Younger immigrants adjust to a new culture faster than do older immigrants

Published: Thursday, February 3, 2011 - 10:40 in Psychology & Sociology

Moving to a new country is difficult—learning the cultural rules and meanings of your new home is especially challenging. A new study published in Psychological Science, a journal of the Association for Psychological Science, finds that this process is easier for children, but quickly becomes more difficult after about the age of 15. Psychological scientists have found that many aspects of learning and development have a critical window—if a developmental event doesn't happen by a particular age, it never will. For example, learning perfect pitch or learning to see with stereo vision.

Steven Heine, a professor of cultural psychology at the University of British Columbia in Vancouver, wondered if this was also true for acculturation—the process of learning the culture in a new place. He cowrote the study with two students, both immigrants to Canada: Maciej Chudek, who came from Poland, via Australia, and Benjamin Y. Cheung, who came from Hong Kong.

The researchers surveyed 232 people who had emigrated from Hong Kong to Vancouver at various ages, from infancy to age 50. At the time of the survey, the people were ages 18 to 60. They were asked how much they identified with their heritage culture and with Canadian culture—for example, how much they agreed with statements like, "I like watching North American movies" or "It is important for me to maintain or develop the practices of my heritage culture."

For people who had immigrated to Canada before the age of 15, they identified more with Canadian culture with each successive year they lived there than did people who had immigrated when they were older. In other words, the younger they were at the time of immigration, the quicker they came to identify with Canada. People who immigrated after the age of 25 seemed to identify less with Canada the longer they were there.

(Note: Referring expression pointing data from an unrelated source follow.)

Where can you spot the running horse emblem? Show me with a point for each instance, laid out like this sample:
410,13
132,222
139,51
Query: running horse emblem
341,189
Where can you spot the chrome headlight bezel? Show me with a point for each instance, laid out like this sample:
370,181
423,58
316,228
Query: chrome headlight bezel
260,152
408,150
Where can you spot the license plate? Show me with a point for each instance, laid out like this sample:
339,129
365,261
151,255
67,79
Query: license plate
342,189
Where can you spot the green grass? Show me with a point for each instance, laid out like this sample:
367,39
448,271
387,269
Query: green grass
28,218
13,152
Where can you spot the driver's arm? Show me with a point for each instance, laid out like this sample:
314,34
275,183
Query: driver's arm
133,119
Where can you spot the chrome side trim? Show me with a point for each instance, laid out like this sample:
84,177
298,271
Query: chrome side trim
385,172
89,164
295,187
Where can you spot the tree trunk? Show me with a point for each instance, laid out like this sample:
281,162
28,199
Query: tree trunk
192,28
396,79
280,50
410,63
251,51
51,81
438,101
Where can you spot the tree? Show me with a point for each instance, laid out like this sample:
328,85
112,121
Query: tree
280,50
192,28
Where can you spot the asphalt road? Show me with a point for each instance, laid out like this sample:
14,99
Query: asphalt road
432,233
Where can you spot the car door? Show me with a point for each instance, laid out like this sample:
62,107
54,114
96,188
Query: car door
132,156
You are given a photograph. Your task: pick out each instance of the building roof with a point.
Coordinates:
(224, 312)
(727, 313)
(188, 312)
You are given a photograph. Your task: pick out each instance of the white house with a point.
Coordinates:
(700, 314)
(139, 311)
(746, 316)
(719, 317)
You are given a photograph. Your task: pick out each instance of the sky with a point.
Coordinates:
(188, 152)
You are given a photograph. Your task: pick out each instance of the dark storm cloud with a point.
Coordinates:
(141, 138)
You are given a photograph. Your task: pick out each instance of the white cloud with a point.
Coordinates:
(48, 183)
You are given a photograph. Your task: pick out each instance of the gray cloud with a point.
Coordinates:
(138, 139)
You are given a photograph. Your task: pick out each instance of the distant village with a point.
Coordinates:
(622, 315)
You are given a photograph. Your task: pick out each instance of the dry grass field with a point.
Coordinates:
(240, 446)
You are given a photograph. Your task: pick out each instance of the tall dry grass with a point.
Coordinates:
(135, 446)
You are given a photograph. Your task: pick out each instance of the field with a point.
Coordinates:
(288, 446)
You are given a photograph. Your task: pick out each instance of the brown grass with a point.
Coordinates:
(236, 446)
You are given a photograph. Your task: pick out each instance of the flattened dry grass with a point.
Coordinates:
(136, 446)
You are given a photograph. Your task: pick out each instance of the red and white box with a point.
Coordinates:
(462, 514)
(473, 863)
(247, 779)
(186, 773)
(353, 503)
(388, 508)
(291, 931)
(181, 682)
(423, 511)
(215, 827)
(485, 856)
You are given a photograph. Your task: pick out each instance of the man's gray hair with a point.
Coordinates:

"It suggests that acculturation really is a difficult experience. It's not something that people can easily accomplish," Heine says. "Our cultures fundamentally shape the ways that we think, so a change in cultures is a big event, especially if you've been in that one culture throughout your childhood."

The experience of one of the authors provides a tiny piece of anecdotal evidence that younger children adjust faster: While Cheung, who immigrated to Canada from Hong Kong at age 8, plays hockey like a stereotypical Canadian, his older cousin, who was 14 when the family immigrated, does not.